Inconvénients de l'Insémination Artificielle

Charge de Travail Supplémentaire

La détection des chaleurs représente une contrainte importante pour les éleveurs. Elle nécessite une surveillance attentive du troupeau, souvent plusieurs fois par jour, à des moments où les animaux sont calmes et non perturbés par les activités agricoles. Hélène Boÿreau a cherché à mettre en évidence les principaux freins au développement de l'IA dans les systèmes allaitants. Sur 94 éleveurs interrogés, les principaux freins à la pratique de l'IA mis en évidence sont la charge de travail supplémentaire, le temps nécessaire à observer les vaches pour la détection des chaleurs, ainsi que la difficulté à détecter les chaleurs. En effet, la surveillance des chaleurs doit se faire lorsque le troupeau est calme, hors des horaires de paillage ou d'affouragement. C'est donc une astreinte en plus pour l'éleveur.

Coût

Le coût généré par l'IA intervient ensuite dans une moindre mesure « 61 % des éleveurs sont conscient que l'achat et l'entretien d'un taureau est susceptible d'avoir un coût plus élevé que la pratique de l'insémination artificielle avec de bons taux de gestation ». Il n'empêche que les objectifs élevés en termes de taux de réussite peuvent peser dans la balance. Le recours à l’insémination a un coût non négligeable. En plus du coût de la semence, il faut ajouter le coût de l’acte (insémination par tiers ou par l’éleveur). A contrario l’acte ne coûte « rien » avec un taureau. Dans ce cas de figure, il faut prendre en compte le coût d’achat de l’animal, ses frais réels d’élevage (charges courantes et fixes) et le temps passé au transfert des animaux (si saillie hors du troupeau). Il faut aussi prendre en compte les risques d’infertilité de l’animal et les risques de réformes anticipées (comportement, boiteries…). Avec les frais réels cumulés, l’insémination devient économiquement intéressante.
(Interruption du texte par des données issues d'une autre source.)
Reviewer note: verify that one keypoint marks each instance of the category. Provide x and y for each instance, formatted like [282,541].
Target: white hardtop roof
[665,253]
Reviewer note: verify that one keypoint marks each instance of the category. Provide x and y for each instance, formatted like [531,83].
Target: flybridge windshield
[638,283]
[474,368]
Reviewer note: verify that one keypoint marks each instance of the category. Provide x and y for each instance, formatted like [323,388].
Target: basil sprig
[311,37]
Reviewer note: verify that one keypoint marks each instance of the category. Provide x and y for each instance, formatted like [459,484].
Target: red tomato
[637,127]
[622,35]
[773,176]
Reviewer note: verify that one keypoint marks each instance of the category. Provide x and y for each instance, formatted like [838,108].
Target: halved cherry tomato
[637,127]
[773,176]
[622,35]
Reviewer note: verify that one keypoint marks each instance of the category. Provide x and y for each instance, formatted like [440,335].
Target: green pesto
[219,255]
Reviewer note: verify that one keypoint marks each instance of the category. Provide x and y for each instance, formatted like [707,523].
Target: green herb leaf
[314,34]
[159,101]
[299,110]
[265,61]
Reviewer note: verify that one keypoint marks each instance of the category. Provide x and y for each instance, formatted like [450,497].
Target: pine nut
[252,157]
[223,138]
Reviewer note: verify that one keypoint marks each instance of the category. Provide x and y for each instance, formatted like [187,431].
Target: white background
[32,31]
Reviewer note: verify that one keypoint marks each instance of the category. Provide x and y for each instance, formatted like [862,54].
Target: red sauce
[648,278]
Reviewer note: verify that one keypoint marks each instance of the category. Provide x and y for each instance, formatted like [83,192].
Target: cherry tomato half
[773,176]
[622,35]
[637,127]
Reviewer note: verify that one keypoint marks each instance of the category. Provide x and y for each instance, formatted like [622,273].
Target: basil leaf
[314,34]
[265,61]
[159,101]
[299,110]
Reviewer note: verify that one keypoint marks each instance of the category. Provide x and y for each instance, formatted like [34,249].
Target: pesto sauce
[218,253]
Lire aussi: Innovations en insémination bovine

Compatibilité avec les Systèmes d'Élevage

L'IA peut être moins pratique dans certains systèmes d'élevage, notamment les systèmes pâturants avec vêlages de printemps, où la détection des chaleurs doit se faire au pâturage. Dans un contexte d'augmentation des troupeaux et de stratégie de réduction des coûts, beaucoup d'éleveurs développent les systèmes pâturants. Avec des vêlages de printemps, la détection des chaleurs doit se faire au pâturage.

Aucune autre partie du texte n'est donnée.